The palace is filled with all sorts of wondrous, over-decorated rooms. Outside, a ziggurat of terraced land is fronted by an extravagant shell-work folly and festooned with statues. Various boldly formal arrangements of flowers and shrubs dot its periphery. A delightful island for the spectacle seeker.

Villa Taranto: serene modernity

After lunch, I head a few miles around the lake to Verbania, to explore 16 acres of landscaped botanical gardens at Villa Taranto. Scotsman Neil McEacharn bought the house and land back in the 1930s and spent 30 years artfully arranging 20,000 different plants into this sprawling, captivating place. (He named his home ‘Taranto’ because he knew Italians would struggle to pronounce ‘McEacharn’.)

lakes&gardensOct2006 133 - Villa Taranto, Verbania Pallanza,

I wander a serene terraced garden with oblong pools of water lily and lotus flowers – the cool modern lines utterly refreshing after the loud Baroque ’n’ roll on Isola Bella. I stroll winding paths that open out to pretty vistas of vegetation, tiptoe into glasshouses teeming with greenery, and meditatively wander separate avenues devoted wholly to showcasing different species of azaleas, maples, rhododendrons, camellias, dahlias…

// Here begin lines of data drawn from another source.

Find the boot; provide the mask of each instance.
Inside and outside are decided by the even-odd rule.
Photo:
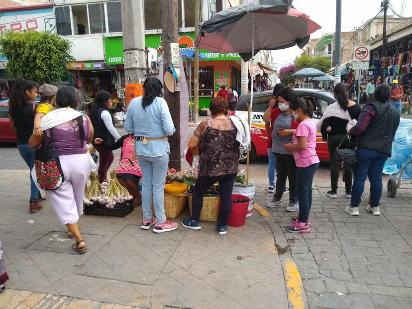
[[[38,204],[37,202],[35,201],[30,201],[30,208],[29,208],[29,210],[30,213],[34,213],[34,212],[37,212],[42,208],[43,208],[43,206]]]

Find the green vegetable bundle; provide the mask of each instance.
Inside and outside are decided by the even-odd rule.
[[[237,175],[236,175],[236,178],[235,178],[235,183],[237,183],[238,184],[245,184],[246,182],[245,179],[246,175],[244,173],[239,173]]]
[[[85,196],[87,200],[91,200],[93,197],[98,197],[101,195],[100,188],[101,184],[99,182],[99,175],[95,172],[92,172],[89,176],[90,179],[90,186],[86,185],[85,189]]]
[[[126,196],[129,195],[127,189],[120,185],[116,178],[116,170],[113,170],[110,173],[109,184],[103,196],[105,198],[113,199],[114,197],[120,196],[122,193]]]

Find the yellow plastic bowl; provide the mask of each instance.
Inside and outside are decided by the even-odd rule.
[[[183,194],[187,189],[186,184],[168,184],[165,186],[165,191],[171,195]]]

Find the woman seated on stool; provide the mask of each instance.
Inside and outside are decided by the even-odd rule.
[[[102,144],[109,150],[121,147],[119,165],[116,169],[116,177],[120,184],[127,189],[129,194],[134,197],[133,206],[138,206],[142,202],[139,190],[139,179],[142,177],[142,171],[134,150],[134,136],[132,134],[123,135],[113,144],[109,144],[101,138],[96,138],[95,143]]]

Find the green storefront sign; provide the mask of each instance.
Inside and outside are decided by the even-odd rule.
[[[181,50],[195,49],[195,32],[180,33],[179,45]],[[163,46],[160,41],[160,34],[147,34],[145,36],[145,43],[147,47],[154,48],[157,51],[157,55],[162,55]],[[104,37],[104,50],[106,55],[106,64],[114,65],[123,64],[123,37],[121,36]],[[201,49],[207,59],[201,61],[233,60],[240,59],[237,53],[221,54],[212,53]]]

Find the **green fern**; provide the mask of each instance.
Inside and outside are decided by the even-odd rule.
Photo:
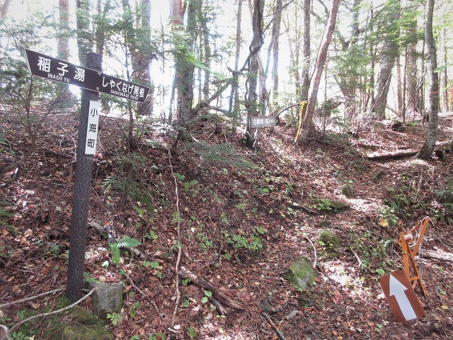
[[[112,251],[112,263],[113,264],[120,264],[121,259],[121,254],[120,252],[120,248],[116,243],[110,244],[110,251]]]
[[[115,243],[110,243],[110,251],[112,251],[112,263],[120,264],[121,261],[121,252],[120,248],[134,248],[142,244],[139,241],[129,236],[123,236]]]
[[[139,241],[129,236],[123,236],[116,242],[118,248],[134,248],[142,244]]]

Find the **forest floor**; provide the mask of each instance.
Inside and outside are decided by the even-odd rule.
[[[1,109],[8,115],[4,166],[30,141],[18,117]],[[77,125],[74,113],[48,116],[35,152],[0,189],[0,304],[65,287]],[[452,125],[453,114],[442,114],[440,143],[450,142]],[[137,123],[133,148],[125,142],[124,121],[103,116],[100,127],[88,226],[139,240],[144,256],[122,250],[121,264],[113,264],[107,239],[88,228],[87,280],[125,283],[117,323],[107,320],[117,339],[279,339],[263,310],[287,339],[453,339],[452,262],[428,256],[452,259],[452,156],[367,159],[418,150],[426,125],[394,130],[389,121],[369,120],[355,137],[328,132],[305,146],[293,142],[292,128],[279,125],[265,129],[260,147],[251,150],[227,125],[200,120],[193,140],[179,142],[171,157],[177,132],[168,125]],[[327,199],[349,208],[329,208]],[[395,240],[425,216],[434,225],[416,263],[428,293],[417,290],[426,316],[401,324],[378,278],[402,267]],[[321,229],[340,237],[336,251],[319,242]],[[220,317],[203,302],[207,293],[187,280],[178,281],[178,294],[180,249],[180,266],[243,310],[225,307]],[[316,284],[307,292],[285,278],[301,258],[316,268]],[[57,295],[3,307],[0,324],[11,327],[24,310],[52,306]],[[90,308],[91,302],[82,305]],[[42,339],[43,334],[38,327],[23,335]]]

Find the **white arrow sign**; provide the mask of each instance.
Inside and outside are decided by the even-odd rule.
[[[401,313],[406,321],[417,319],[417,315],[411,305],[409,299],[408,299],[405,291],[408,288],[406,287],[403,283],[399,282],[396,278],[390,275],[389,282],[389,292],[390,296],[394,295],[396,299],[396,302],[399,306]]]

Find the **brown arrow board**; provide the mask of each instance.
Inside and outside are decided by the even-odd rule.
[[[404,271],[395,271],[382,276],[379,284],[396,321],[408,322],[426,315]]]

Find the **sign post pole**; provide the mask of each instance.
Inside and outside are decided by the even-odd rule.
[[[88,52],[86,55],[86,67],[101,72],[102,56],[97,53]],[[90,101],[98,101],[98,92],[82,89],[66,290],[66,296],[72,302],[77,301],[83,296],[86,226],[93,158],[93,154],[86,154],[85,149],[87,144],[86,136],[90,114]]]

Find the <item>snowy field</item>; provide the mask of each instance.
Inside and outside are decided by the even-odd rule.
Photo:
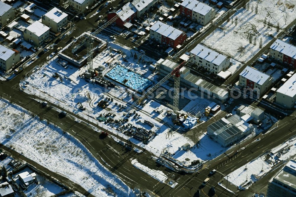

Five hundred years of ideas in European gardening seem to meet and mingle in this place. There are formal arrangements: statuary, fountains, flowerbeds, lawns; there are carefully categorised exotica; there are landscaped valleys and free-form woods. Being the most modern of all the gardens I’ve visited, Villa Taranto has the benefit of hindsight – taking all that has worked in the past and bringing it together in one beautiful place.

I take a last look behind me before I hurry off to the airport, and wonder what garden innovations the next five centuries might bring, climate change permitting.